Website: www.constantin-film.de

Deutschland 2019
Regie: Ed Herzog
Drehbuch: Stefan Betz, Ed Herzog nach dem Roman von Rita Falk
Kamera: Stephan Schuh
Schnitt: Stefan Essl
Darsteller: Sebastian Bezzel, Simon Schwarz, Lisa Maria Potthoff, Enzi Fuchs, Eisi Gulp, Nora Waldstätten.
Länge: 96 Minuten
Verleih: Constantin Filmverleih
Kinostart neu: geplant im Dezember 2020

FILMKRITIK:

„Guad schaugst aus, also für…“, muntert Franz Eberhofer (Sebastian Bezzel) seinen Exkollegen und Freund Rudi Birkenberger (Simon Schwarz) beim Krankenbesuch krampfhaft auf. „Beckenfraktur, Schlüsselbeinbruch, Milzquetschung“, ergänzt ihn der Rudi in seinem Rollstuhl sarkastisch. „Echt sovui“, versucht der sonst so lässige Dorfsheriff verzweifelt die Situation zu retten. Denn er saß schließlich am Steuer, als es den Rudi bei dem saublöden Autounfall so böse erwischt hat. Mit einem „Des werd scho wieda“, sucht er das Weite. Doch wie immer kommt er dem Rudi nicht aus.

Denn kaum zuhause auf dem Hof in Niederkaltenkirchen wird er zu einem Mordfall gerufen. Und den will und kann er nicht einfach ohne seinen stets hilfreichen Co-Ermittler Rudi aufklären. Die erschlagene Joggerin im Wald bot im Internet Peepshows an. Zudem wohnte sie ausgerechnet über der Metzgerei seines alten Spezls Simmerl (Stefan Zinner). Pikanterweise stellt sich heraus, dass der und der liebestolle Heizungspfuscher Flötzinger (Daniel Christensen) Stammkunden beim Mordopfer waren. „Ich kann super diskret sein“, verspricht Eberhofer zwar seinem geliebtem „Leberkäs-Lieferanten“. Aber wie das gehen soll, weiß er eigentlich selber nicht.

Doch damit nicht genug.

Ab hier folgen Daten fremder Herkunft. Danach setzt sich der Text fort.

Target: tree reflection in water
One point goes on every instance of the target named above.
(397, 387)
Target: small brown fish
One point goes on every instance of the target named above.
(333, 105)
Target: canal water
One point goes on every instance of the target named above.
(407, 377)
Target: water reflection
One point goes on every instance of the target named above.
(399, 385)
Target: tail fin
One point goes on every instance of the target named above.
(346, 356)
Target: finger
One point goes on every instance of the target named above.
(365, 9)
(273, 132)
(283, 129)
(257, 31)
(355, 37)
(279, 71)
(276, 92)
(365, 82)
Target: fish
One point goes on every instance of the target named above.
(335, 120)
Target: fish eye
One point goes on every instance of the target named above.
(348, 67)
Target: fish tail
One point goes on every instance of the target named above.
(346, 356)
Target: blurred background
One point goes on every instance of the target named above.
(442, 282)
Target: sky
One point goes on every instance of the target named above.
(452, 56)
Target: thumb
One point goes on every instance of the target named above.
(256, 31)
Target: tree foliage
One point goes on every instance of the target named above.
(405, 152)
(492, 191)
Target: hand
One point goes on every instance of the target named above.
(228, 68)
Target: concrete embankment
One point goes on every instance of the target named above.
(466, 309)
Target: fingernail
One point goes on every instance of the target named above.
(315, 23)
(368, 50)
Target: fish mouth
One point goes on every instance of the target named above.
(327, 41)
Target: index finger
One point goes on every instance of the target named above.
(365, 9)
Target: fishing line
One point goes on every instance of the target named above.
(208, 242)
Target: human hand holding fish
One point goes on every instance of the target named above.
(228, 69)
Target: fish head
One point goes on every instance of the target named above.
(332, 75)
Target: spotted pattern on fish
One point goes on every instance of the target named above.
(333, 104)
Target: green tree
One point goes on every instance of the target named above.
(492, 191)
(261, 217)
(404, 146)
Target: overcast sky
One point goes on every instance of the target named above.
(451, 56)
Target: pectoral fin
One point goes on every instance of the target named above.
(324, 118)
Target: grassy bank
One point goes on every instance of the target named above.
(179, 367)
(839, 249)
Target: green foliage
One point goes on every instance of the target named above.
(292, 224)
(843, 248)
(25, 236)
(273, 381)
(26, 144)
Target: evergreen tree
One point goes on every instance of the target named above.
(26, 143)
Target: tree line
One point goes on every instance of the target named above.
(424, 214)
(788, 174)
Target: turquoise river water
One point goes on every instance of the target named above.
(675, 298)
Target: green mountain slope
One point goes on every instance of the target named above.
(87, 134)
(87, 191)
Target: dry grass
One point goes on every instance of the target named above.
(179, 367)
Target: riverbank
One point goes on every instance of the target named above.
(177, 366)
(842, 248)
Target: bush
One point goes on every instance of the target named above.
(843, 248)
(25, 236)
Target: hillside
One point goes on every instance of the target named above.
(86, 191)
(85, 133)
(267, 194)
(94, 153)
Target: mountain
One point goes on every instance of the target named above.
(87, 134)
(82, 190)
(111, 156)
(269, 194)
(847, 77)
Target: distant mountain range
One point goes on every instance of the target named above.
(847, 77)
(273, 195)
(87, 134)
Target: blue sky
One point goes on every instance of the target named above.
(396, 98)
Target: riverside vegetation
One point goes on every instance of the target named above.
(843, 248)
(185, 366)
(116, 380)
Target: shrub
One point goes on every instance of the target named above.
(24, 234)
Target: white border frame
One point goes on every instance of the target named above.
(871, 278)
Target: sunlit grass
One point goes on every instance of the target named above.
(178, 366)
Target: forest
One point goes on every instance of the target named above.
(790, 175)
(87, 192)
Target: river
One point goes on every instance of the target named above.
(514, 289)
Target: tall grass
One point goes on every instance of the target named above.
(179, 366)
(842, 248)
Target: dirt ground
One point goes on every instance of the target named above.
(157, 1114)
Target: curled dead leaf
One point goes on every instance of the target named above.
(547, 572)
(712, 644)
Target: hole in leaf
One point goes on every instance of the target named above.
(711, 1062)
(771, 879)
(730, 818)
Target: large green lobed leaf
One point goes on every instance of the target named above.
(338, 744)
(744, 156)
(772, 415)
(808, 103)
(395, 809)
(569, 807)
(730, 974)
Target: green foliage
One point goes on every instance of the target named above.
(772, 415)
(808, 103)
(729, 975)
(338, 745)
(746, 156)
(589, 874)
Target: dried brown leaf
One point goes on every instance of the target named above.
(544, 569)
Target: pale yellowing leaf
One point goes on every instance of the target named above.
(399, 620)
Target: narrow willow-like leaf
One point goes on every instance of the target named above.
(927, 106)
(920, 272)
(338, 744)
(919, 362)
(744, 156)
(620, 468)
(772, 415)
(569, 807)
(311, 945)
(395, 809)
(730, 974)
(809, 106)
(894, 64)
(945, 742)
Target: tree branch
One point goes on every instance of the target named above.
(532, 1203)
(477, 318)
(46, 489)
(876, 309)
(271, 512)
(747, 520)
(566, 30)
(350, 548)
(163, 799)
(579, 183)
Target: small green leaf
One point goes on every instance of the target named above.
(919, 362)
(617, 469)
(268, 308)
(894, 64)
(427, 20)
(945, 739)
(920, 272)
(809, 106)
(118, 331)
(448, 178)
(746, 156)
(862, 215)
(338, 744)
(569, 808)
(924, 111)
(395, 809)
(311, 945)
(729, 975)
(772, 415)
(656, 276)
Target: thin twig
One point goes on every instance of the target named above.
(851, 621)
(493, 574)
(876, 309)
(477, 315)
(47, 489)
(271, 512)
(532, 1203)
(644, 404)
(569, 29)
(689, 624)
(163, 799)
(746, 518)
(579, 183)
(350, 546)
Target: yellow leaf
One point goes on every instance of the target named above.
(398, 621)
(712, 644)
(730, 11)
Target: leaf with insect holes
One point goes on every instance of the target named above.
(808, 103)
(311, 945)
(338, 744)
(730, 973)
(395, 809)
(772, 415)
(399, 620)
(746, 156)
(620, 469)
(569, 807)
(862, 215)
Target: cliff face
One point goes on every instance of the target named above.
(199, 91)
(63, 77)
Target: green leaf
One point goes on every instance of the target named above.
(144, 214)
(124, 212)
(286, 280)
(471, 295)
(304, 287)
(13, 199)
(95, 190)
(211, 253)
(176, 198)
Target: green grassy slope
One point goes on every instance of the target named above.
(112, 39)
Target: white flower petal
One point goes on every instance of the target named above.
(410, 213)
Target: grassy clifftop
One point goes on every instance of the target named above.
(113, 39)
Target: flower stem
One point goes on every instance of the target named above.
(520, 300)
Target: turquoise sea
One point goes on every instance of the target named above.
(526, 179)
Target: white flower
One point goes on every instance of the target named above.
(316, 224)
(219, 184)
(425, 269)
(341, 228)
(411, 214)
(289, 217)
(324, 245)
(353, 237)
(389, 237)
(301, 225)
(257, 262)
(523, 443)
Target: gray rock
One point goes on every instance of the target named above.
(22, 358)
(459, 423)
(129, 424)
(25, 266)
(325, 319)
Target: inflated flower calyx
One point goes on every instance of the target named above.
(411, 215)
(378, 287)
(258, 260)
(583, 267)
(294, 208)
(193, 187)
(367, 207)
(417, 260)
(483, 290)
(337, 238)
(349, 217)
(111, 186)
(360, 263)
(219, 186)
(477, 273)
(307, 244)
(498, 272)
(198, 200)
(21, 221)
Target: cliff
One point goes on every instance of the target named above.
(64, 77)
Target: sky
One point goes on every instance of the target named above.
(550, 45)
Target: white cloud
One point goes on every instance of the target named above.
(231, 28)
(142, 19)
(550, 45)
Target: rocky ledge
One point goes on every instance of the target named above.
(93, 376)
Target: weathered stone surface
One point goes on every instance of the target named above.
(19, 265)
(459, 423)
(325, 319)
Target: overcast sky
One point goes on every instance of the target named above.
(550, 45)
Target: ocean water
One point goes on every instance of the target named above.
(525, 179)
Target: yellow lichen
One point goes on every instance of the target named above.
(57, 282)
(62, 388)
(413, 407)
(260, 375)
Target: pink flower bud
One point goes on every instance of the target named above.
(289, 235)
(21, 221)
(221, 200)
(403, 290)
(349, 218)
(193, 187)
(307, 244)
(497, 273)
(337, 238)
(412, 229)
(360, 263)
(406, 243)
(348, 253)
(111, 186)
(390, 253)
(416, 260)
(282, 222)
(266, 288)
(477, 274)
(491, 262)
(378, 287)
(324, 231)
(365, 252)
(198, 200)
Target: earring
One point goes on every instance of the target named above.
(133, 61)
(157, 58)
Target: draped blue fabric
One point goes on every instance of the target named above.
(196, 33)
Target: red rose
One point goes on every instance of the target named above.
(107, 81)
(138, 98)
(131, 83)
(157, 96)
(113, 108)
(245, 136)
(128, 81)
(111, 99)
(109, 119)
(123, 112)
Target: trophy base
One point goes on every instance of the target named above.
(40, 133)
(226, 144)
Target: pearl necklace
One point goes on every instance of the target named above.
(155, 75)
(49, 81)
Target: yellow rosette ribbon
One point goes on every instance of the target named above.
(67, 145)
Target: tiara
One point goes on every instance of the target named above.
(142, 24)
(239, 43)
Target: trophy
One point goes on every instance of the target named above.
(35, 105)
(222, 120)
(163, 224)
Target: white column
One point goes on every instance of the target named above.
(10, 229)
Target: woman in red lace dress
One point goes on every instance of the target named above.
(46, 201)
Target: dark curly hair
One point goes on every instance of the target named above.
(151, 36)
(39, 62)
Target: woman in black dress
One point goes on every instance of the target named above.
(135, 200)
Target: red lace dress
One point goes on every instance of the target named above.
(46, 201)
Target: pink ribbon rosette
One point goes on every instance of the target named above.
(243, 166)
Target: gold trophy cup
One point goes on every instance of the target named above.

Kurz darauf taucht im Wald eine zweite Leiche auf. „Da geht ein Serienmörder um und sie und ihr Leftutti bohren in der Nasn“, tobt der aktionistische Bürgermeister (Thomas Kügel) in seinem Büro. „Mir brauchadn hoid Profis“, beleidigt er das Dreamteam Eberhofer, Birkenberger. Und schon passiert es. Eine SOKO aus Landshut übernimmt den Fall und ausgerechnet seine Erzfeindin, die stocksteif schneidige Kommissarin „Thin Lizzy“ (Nora Waldstätten) leitet sie. Dass auf dem Eberhofer-Hof häusliches Chaos herrscht macht diese Schmach nicht besser.

Denn dort steht der fast fertige Rohbau einer Doppelhaushälfte. Ein Alptraum für den Eberhofer. In den soll er nämlich mit Sohn Pauli und Dauergspusi Susi (Lisa Maria Potthoff) samt verhasstem Bruder Leopold (Gerhard Wittmann) und dessen Familie einziehen. Die Tage in seinem geliebten Saustall scheinen gezählt. Momentan hat sich freilich der Rudi mit ihm zur Rundumbetreuung da einquartiert. Eberhofers einziger Ruhepol , sein geliebter Hund Ludwig, macht ihm wegen zunehmender Altersschwäche auch noch Sorgen. Ein sauberes Schlamassel. Aber wer den bayerischen James Bond kennt, weiß: Er wird sich durchwursteln. Schließlich war das im Freistaat noch nie verkehrt.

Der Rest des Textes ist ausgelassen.